Many people are familiar with alimony, but do you know what palimony is? Palimony is often misunderstood, and it’s often confused with alimony. If your relationship with your partner is ending and one partner requires financial assistance, you’ll want to know whether the individual qualifies for alimony or palimony.
What is palimony?
Palimony is the situation where one partner provides financial support to another partner after their non-marital relationship has ended. In contrast, alimony is a court-ordered payment from one spouse to another after legal marriage.
What are the qualifications for palimony?
Firstly, the couples must have cohabited for a significant period of time. Additionally, the receiving partner must be able to show that they made a substantial contribution to their partner’s well-being during the relationship. It also helps if there is a written agreement between both parties that outlines who would provide financial assistance post-breakup.
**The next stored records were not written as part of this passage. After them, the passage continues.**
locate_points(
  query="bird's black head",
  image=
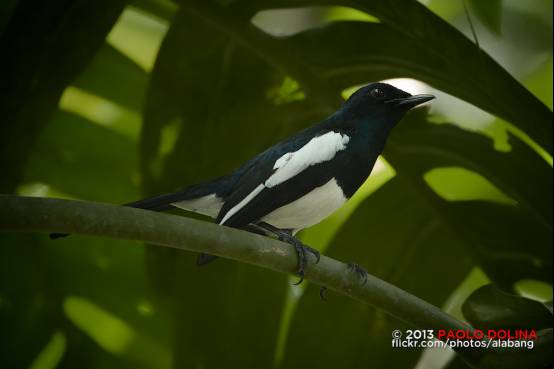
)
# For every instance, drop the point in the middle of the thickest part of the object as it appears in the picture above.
(382, 103)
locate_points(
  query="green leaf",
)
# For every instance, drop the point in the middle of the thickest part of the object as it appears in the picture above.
(227, 313)
(84, 160)
(397, 236)
(489, 13)
(410, 41)
(491, 308)
(46, 54)
(115, 77)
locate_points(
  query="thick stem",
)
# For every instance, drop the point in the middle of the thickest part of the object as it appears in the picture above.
(31, 214)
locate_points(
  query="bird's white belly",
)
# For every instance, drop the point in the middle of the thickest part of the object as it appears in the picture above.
(308, 210)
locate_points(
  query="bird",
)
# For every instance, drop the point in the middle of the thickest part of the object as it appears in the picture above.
(302, 180)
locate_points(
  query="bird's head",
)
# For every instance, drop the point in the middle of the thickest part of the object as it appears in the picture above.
(382, 103)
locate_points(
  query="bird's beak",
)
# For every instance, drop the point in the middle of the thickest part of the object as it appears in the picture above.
(410, 101)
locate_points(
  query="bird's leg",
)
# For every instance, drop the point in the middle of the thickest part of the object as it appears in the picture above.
(285, 235)
(360, 270)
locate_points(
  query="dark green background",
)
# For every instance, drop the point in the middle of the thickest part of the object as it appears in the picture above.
(110, 101)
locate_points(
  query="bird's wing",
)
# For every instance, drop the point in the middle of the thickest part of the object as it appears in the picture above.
(283, 176)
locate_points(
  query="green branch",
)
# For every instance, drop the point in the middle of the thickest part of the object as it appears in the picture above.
(28, 214)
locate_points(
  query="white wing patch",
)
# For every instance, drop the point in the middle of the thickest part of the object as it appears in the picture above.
(241, 204)
(208, 205)
(318, 150)
(308, 210)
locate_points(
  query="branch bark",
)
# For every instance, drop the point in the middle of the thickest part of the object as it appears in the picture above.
(31, 214)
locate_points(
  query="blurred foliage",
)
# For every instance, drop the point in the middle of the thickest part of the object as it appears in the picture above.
(110, 101)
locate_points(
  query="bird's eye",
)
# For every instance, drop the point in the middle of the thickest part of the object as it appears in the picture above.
(377, 93)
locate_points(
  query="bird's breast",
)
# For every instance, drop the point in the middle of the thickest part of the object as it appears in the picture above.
(309, 209)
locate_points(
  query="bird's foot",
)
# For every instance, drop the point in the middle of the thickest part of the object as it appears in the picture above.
(359, 270)
(302, 251)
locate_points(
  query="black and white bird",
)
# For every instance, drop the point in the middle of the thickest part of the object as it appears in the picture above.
(300, 181)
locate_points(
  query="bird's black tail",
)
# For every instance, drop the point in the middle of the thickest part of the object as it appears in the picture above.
(164, 202)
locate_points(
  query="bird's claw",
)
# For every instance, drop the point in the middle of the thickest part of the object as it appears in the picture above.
(301, 251)
(358, 269)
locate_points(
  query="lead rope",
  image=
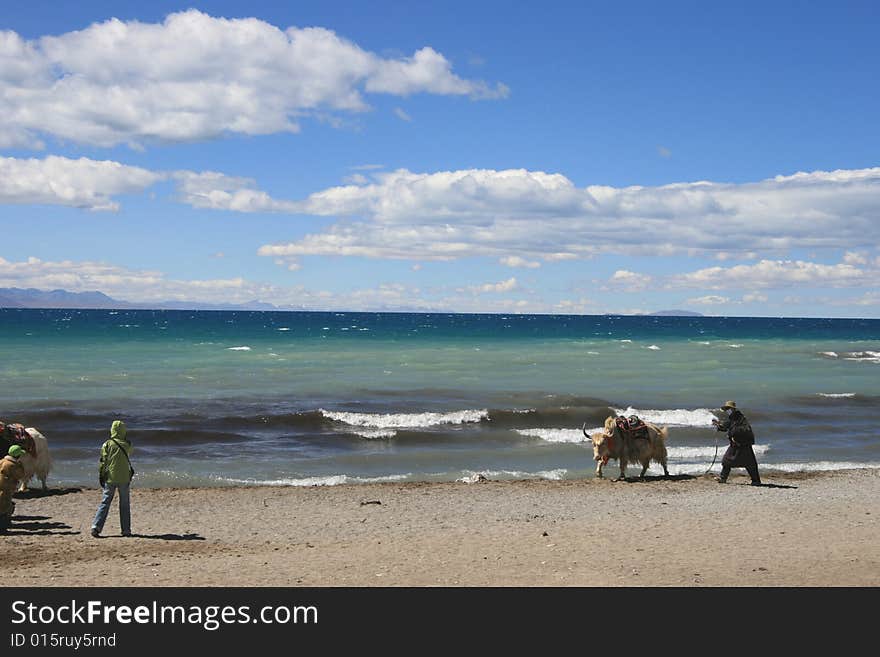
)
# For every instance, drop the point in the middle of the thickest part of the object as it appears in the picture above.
(714, 457)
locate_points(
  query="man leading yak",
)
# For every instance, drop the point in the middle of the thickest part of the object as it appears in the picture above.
(740, 453)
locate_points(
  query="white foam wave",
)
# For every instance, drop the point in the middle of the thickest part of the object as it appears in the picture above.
(864, 356)
(700, 417)
(554, 475)
(405, 420)
(706, 452)
(329, 480)
(376, 434)
(558, 435)
(819, 466)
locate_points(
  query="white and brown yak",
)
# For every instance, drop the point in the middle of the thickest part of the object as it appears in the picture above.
(629, 442)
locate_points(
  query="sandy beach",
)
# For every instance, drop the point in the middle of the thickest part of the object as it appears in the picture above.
(805, 529)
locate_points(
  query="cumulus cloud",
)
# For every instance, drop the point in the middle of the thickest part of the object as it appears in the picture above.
(539, 216)
(516, 261)
(217, 191)
(153, 287)
(855, 258)
(195, 76)
(629, 281)
(495, 288)
(709, 300)
(777, 274)
(81, 183)
(93, 184)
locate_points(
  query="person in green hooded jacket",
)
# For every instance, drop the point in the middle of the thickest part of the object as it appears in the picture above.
(115, 473)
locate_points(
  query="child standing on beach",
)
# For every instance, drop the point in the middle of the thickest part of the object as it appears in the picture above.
(115, 473)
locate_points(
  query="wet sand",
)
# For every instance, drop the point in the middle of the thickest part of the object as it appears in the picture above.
(806, 529)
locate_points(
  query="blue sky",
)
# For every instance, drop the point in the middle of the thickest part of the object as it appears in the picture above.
(558, 157)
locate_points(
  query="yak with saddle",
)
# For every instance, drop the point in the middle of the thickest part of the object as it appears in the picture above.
(629, 440)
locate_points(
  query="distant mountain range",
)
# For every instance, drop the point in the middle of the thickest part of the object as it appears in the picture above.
(13, 297)
(676, 313)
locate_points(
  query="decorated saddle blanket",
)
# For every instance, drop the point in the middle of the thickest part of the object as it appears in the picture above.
(16, 434)
(632, 426)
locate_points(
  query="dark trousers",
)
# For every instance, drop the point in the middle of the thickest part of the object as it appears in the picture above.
(740, 456)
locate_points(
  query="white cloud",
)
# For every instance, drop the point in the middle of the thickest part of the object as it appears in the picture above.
(776, 274)
(195, 76)
(629, 281)
(81, 183)
(220, 192)
(496, 288)
(854, 258)
(709, 300)
(539, 216)
(516, 261)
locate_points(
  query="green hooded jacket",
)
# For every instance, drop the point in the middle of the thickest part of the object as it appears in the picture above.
(114, 465)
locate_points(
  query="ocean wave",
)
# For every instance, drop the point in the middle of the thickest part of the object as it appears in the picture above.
(375, 434)
(706, 452)
(700, 417)
(405, 420)
(865, 356)
(818, 466)
(328, 480)
(555, 475)
(559, 435)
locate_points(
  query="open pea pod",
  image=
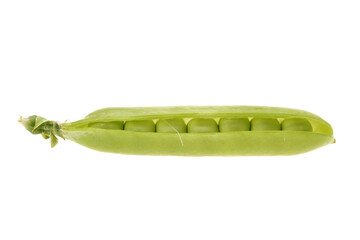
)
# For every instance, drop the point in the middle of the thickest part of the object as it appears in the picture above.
(193, 130)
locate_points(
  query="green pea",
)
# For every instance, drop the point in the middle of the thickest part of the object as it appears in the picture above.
(171, 125)
(202, 125)
(265, 124)
(296, 124)
(140, 126)
(234, 124)
(303, 131)
(108, 125)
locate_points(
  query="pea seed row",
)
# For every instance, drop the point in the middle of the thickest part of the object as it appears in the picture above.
(203, 125)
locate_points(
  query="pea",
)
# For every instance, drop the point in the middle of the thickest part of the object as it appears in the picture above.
(140, 126)
(299, 132)
(234, 124)
(296, 124)
(265, 124)
(108, 125)
(202, 125)
(171, 126)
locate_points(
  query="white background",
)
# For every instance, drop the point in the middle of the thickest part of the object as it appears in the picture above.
(64, 59)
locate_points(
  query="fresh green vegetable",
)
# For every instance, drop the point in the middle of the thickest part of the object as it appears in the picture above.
(192, 130)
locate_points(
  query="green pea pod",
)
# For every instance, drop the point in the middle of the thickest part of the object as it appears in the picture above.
(244, 131)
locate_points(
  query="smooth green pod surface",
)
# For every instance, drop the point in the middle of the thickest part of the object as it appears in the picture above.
(140, 126)
(201, 125)
(176, 125)
(234, 124)
(265, 124)
(140, 136)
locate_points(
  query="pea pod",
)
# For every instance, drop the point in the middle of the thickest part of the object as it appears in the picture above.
(192, 130)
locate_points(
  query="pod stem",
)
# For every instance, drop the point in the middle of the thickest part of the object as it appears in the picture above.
(39, 125)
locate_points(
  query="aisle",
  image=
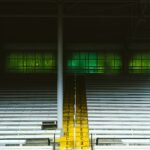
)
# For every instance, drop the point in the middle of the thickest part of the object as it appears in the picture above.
(75, 117)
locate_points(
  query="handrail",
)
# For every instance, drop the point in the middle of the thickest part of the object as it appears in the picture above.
(97, 143)
(92, 142)
(54, 144)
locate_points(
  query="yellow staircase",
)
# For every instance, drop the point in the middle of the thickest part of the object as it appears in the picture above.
(75, 117)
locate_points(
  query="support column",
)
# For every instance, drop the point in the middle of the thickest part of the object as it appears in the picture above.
(60, 66)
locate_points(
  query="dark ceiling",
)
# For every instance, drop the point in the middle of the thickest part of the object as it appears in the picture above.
(85, 21)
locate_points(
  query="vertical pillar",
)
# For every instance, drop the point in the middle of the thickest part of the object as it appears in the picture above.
(60, 66)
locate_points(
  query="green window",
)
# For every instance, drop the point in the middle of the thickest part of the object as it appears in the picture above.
(31, 63)
(94, 63)
(140, 63)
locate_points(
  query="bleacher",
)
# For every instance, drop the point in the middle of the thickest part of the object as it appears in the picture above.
(119, 112)
(25, 113)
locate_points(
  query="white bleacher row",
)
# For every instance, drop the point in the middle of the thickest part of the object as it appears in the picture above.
(22, 112)
(26, 148)
(118, 108)
(121, 147)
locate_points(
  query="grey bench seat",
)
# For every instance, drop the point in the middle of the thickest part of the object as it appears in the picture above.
(26, 148)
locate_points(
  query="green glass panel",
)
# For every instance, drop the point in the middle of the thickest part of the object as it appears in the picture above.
(140, 63)
(31, 63)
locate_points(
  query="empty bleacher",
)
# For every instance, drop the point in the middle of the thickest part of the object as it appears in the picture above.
(119, 112)
(24, 111)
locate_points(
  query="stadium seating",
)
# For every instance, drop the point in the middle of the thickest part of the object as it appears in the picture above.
(119, 108)
(23, 110)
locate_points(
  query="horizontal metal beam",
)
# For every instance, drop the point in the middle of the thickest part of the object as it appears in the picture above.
(66, 16)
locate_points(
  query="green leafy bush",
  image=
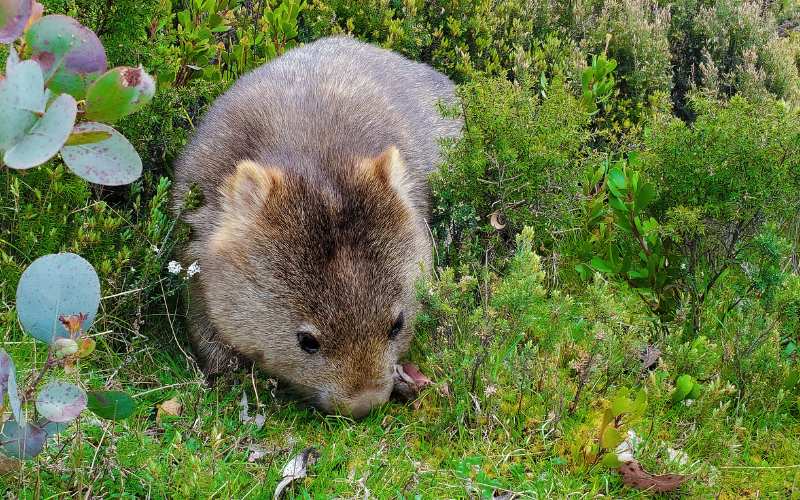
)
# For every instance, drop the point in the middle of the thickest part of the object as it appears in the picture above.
(732, 46)
(518, 160)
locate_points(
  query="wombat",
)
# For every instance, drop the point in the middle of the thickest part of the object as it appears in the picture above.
(314, 225)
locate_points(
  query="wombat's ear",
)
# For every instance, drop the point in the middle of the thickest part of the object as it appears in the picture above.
(250, 186)
(388, 168)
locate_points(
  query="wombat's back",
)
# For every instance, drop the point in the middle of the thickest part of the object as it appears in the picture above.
(317, 105)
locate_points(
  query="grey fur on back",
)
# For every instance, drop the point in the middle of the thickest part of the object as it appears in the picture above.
(333, 98)
(317, 113)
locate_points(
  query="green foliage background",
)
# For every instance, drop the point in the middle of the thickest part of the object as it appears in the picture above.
(536, 320)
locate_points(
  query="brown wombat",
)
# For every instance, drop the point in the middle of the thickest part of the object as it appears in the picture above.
(314, 223)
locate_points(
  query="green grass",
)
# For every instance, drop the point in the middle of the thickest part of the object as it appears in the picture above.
(523, 356)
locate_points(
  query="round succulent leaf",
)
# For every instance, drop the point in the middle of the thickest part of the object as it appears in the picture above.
(70, 54)
(21, 97)
(14, 16)
(56, 285)
(22, 441)
(8, 385)
(64, 347)
(52, 428)
(46, 137)
(111, 405)
(60, 401)
(118, 93)
(111, 162)
(86, 347)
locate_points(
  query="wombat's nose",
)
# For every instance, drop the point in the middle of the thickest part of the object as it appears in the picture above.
(360, 405)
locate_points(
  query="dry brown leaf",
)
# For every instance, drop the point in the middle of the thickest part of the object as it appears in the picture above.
(496, 221)
(169, 407)
(634, 476)
(297, 468)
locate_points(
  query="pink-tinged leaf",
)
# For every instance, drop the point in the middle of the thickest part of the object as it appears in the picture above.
(69, 53)
(14, 16)
(118, 93)
(110, 162)
(37, 11)
(61, 401)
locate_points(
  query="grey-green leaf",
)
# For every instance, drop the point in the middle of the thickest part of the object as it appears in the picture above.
(60, 401)
(46, 137)
(21, 96)
(22, 441)
(14, 16)
(111, 162)
(56, 285)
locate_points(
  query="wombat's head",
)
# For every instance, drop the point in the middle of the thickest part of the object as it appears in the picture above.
(315, 280)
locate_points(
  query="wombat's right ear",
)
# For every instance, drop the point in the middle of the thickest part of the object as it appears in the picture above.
(249, 187)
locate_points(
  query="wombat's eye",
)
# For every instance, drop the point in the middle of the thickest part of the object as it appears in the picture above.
(307, 342)
(397, 326)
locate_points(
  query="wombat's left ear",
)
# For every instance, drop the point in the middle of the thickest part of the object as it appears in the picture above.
(388, 168)
(250, 187)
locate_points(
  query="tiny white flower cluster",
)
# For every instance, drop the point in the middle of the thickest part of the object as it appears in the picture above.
(175, 267)
(193, 269)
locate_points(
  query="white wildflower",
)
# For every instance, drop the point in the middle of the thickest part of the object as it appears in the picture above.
(678, 456)
(193, 269)
(174, 267)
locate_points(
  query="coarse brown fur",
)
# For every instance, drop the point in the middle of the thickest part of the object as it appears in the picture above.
(314, 173)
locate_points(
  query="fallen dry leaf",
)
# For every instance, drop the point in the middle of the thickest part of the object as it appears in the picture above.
(169, 407)
(297, 468)
(245, 417)
(256, 453)
(496, 221)
(634, 476)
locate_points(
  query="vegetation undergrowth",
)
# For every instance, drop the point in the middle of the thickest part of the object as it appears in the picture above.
(617, 231)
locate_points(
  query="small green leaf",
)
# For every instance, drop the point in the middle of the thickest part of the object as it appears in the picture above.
(695, 392)
(620, 405)
(601, 265)
(112, 405)
(611, 461)
(683, 386)
(611, 438)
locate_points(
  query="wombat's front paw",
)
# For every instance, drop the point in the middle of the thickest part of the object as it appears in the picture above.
(408, 381)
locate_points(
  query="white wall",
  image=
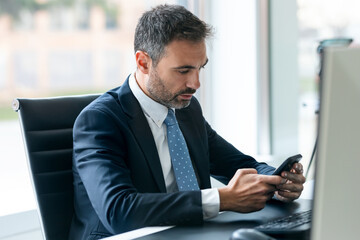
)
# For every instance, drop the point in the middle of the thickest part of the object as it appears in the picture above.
(233, 73)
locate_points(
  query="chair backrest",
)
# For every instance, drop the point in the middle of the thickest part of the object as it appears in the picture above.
(47, 125)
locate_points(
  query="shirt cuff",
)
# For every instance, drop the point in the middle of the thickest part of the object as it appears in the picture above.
(210, 202)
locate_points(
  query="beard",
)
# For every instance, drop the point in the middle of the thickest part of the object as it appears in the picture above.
(158, 91)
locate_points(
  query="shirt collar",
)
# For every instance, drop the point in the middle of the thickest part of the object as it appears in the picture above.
(156, 111)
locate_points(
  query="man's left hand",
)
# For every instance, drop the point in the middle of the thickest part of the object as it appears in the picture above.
(293, 187)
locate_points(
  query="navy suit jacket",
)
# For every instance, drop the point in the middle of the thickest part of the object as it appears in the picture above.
(118, 180)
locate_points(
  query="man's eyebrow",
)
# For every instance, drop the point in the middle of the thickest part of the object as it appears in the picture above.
(190, 66)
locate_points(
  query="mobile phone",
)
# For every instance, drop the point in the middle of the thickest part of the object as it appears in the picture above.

If you are able to prove that such an agreement existed, then the court will enforce this contract even though your partnership involved cohabitation.
What happens if there are children involved?
It’s important to know that if there are children involved, the court will always attempt to provide support for them. If there is no written agreement regarding financial assistance after a breakup, then palimony can still get awarded in order to ensure that both parents receive equal rights and opportunities with regard to custody of their kids. Since this isn’t a legal requirement, it’s still possible for the court to rule against palimony and award the receiving partner additional child support.
Palimony can be very complicated. So, if you’re involved in a non-marital relationship, you should always have a written agreement in place that outlines who will be responsible for providing financial assistance if the relationship ends.